Code Generation: The IR is either translated into C-like GPU source code (for JIT backends) or converted into an OCaml function (for the Native backend).

2. SPOC: The Runtime Layer

SPOC (SIMT Programming for OCaml) provides the infrastructure to manage hardware.

Unified API: A backend-agnostic interface for device detection, memory allocation, and kernel launching.
Memory Management: Handles Vector.t objects, which bridge OCaml’s GC-managed heap and the GPU’s private memory.
Plugin System: Every backend (CUDA, OpenCL, etc.) is a standalone plugin that registers itself with the central SPOC registry at runtime.

3. Execution Pipeline

When you call Execute.run kernel, the following happens:

Discovery: SPOC checks which backends are available on your system.
Selection: It selects the best available device (prioritizing GPU over CPU).
Monomorphization: If the kernel uses polymorphic types, Sarek specializes the IR for the concrete types of the arguments.
JIT Compilation: For GPU backends, the IR is translated to source code (e.g., CUDA C) and compiled by the driver’s JIT compiler.
Caching: Compiled kernels are cached in memory (and sometimes on disk for Vulkan) to avoid recompilation on subsequent calls.
Execution: The kernel is launched on the GPU asynchronously. SPOC manages the streams and events to ensure data consistency.

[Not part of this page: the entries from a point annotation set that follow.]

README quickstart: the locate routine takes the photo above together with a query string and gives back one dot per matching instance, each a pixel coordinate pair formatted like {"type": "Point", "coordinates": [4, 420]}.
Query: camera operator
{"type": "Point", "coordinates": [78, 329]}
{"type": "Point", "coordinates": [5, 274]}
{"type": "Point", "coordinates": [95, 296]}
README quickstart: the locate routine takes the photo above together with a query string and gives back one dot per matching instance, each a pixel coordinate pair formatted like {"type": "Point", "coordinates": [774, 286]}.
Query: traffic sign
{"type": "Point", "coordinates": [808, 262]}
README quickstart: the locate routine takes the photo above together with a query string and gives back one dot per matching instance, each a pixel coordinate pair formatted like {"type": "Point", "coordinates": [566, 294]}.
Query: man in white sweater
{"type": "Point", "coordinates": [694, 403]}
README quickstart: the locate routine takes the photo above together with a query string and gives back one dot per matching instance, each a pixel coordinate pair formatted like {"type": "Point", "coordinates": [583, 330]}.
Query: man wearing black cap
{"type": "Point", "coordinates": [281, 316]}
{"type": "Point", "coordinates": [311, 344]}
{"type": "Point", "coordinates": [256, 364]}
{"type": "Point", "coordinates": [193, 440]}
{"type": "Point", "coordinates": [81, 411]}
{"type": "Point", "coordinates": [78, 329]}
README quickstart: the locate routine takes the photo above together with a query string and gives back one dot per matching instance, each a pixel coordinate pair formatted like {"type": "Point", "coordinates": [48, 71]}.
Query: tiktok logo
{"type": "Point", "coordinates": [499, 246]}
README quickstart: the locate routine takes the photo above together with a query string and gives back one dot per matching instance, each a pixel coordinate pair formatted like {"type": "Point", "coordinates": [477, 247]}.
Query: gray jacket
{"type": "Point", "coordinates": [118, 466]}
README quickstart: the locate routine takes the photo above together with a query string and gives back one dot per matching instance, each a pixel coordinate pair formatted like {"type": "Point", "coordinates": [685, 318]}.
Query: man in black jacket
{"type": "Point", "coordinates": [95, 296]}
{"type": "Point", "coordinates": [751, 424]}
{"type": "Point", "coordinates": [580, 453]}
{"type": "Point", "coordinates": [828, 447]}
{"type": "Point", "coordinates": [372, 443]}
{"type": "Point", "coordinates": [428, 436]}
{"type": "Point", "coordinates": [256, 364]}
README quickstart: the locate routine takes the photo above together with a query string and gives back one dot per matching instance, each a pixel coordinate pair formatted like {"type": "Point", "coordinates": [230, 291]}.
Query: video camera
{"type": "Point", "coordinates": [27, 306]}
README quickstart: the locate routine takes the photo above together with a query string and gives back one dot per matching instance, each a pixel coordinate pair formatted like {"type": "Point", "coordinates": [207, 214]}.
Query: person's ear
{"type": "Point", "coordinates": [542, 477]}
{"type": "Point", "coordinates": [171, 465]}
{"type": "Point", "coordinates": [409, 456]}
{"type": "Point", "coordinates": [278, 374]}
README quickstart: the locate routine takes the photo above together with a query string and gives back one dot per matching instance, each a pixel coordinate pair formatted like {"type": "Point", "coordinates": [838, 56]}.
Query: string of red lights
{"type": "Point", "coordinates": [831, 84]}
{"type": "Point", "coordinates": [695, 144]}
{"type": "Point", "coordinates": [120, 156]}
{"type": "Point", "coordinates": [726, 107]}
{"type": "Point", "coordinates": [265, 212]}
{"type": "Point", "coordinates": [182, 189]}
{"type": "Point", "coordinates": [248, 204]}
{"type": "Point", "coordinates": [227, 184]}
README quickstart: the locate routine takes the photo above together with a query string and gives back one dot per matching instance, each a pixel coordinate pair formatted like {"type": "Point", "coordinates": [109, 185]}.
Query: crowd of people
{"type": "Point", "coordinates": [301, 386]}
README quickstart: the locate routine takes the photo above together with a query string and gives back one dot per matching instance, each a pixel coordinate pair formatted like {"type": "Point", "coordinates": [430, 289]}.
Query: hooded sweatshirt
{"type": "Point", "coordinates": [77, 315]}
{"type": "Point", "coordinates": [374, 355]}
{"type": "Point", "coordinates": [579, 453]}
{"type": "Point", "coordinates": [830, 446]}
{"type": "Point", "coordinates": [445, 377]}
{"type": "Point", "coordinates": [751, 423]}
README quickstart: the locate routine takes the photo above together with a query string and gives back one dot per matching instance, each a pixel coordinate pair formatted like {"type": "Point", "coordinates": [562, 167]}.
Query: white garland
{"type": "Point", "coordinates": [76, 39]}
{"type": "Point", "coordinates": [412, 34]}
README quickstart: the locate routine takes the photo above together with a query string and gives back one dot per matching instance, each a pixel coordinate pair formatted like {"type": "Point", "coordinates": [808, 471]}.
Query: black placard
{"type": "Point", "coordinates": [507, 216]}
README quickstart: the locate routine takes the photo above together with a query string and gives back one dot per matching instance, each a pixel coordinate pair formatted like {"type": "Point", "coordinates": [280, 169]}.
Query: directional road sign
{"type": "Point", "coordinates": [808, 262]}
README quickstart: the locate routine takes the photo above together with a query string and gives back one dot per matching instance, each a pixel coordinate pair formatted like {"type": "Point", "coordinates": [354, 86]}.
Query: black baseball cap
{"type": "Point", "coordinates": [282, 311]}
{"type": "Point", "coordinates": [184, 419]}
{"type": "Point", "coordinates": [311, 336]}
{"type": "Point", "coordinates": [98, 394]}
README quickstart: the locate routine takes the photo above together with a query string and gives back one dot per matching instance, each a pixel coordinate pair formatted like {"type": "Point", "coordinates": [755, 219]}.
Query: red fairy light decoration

4. The BSP Model (Supersteps)

Sarek implements the Bulk Synchronous Parallel (BSP) model. This allows developers to write complex algorithms using let%superstep blocks. The runtime ensures that all threads reach a synchronization barrier between supersteps, providing a clear and safe way to manage data dependencies in parallel code.